WebRTC provides a set of JavaScript APIs that developers can use to implement real-time communication in web applications. These APIs include:

getUserMedia() Captures audio and video from the user's device.
RTCPeerConnection() Manages the connection between peers, handles ICE candidates, and sets up media streams.
RTCDataChannel() Allows for peer-to-peer data transfer.

9. Codec Support

WebRTC supports various audio and video codecs to compress and decompress media streams. Commonly supported codecs include:

WebRTC Audio Codecs:

Opus: Opus is the default audio codec used in WebRTC. It is highly flexible and provides a wide range of bitrates while maintaining good audio quality. Opus supports voice and music and is optimized for low latency, making it ideal for real-time communication.
G.711: This codec is commonly used in traditional telephony systems and is supported by WebRTC for compatibility with legacy systems. G.711 provides a relatively high audio quality but at the cost of higher bandwidth requirements.
G.722: G.722 is another audio codec supported by WebRTC. It offers improved audio quality compared to G.711 and is typically used in high-definition voice applications.
PCMU and PCMA are narrowband audio codecs commonly used in legacy systems. While WebRTC supports them for interoperability, they are not recommended for real-time communication due to their limited audio quality.

WebRTC Video Codecs:

VP8: VP8 is the default video codec used in WebRTC. It offers good video quality with adaptive bitrate streaming capabilities, which dynamically adjusts the video quality based on network conditions. VP8 is widely supported and offers good compression efficiency.
VP9: VP9 is an advanced video codec that provides improved compression efficiency compared to VP8. It offers better video quality at lower bitrates, making it ideal for high-definition video streaming.
H.264: H.264 is a widely used video codec supported by WebRTC for compatibility with legacy systems. It offers good video quality and compression efficiency but is a licensed codec and may require royalty payments.
H.265: H.265, also known as HEVC (High-Efficiency Video Coding), is an advanced video codec that further improves compression efficiency compared to H.264. It offers better video quality at lower bitrates, but like H.264, it is a licensed codec.
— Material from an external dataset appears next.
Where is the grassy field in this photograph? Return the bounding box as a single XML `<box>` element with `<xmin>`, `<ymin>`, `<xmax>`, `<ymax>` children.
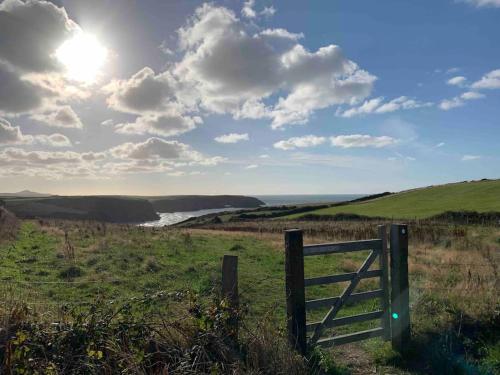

What are main WebRTC Alternatives?

SIP (Session Initiation Protocol) a signaling protocol for initiating, modifying, and terminating real-time sessions involving video, voice, messaging, and other communications applications and services. It is widely used in VoIP (Voice over Internet Protocol) systems.
XMPP (Extensible Messaging and Presence Protocol) an open-standard communication protocol for instant messaging, presence information, and contact list management. It can be extended to support real-time voice and video communication as well.
MQTT (Message Queuing Telemetry Transport) is a publish-subscribe messaging protocol commonly used in IoT applications. It is designed to be lightweight and efficient, making it suitable for devices with limited processing power and bandwidth. While WebRTC and MQTT are not directly related, using them together in certain scenarios is possible. For example, suppose you are building a real-time chat application that requires audio/video communication and messaging capabilities. In that case, you can use WebRTC for audio/video streaming and MQTT for messaging.
WebSockets are often used with WebRTC, they can also be used as an alternative for real-time communication. WebSocket is a communication protocol that provides full-duplex communication channels over a single TCP connection. It allows for real-time, bi-directional communication between clients and servers.
Jingle is an extension to the XMPP protocol that adds multimedia session initiation capabilities, including audio, video, and file transfer. It is commonly used in voice and video chat applications.

What is the Future of WebRTC?

As a video and data service, WebRTC is pretty much here to stay; with buy-in from the major browser players and commitment to keep the mobile and desktop APIs up to date, you will find more and more apps moving to keep consumers on the platform with tools that support video chats for services such as dating, gaming, and healthcare.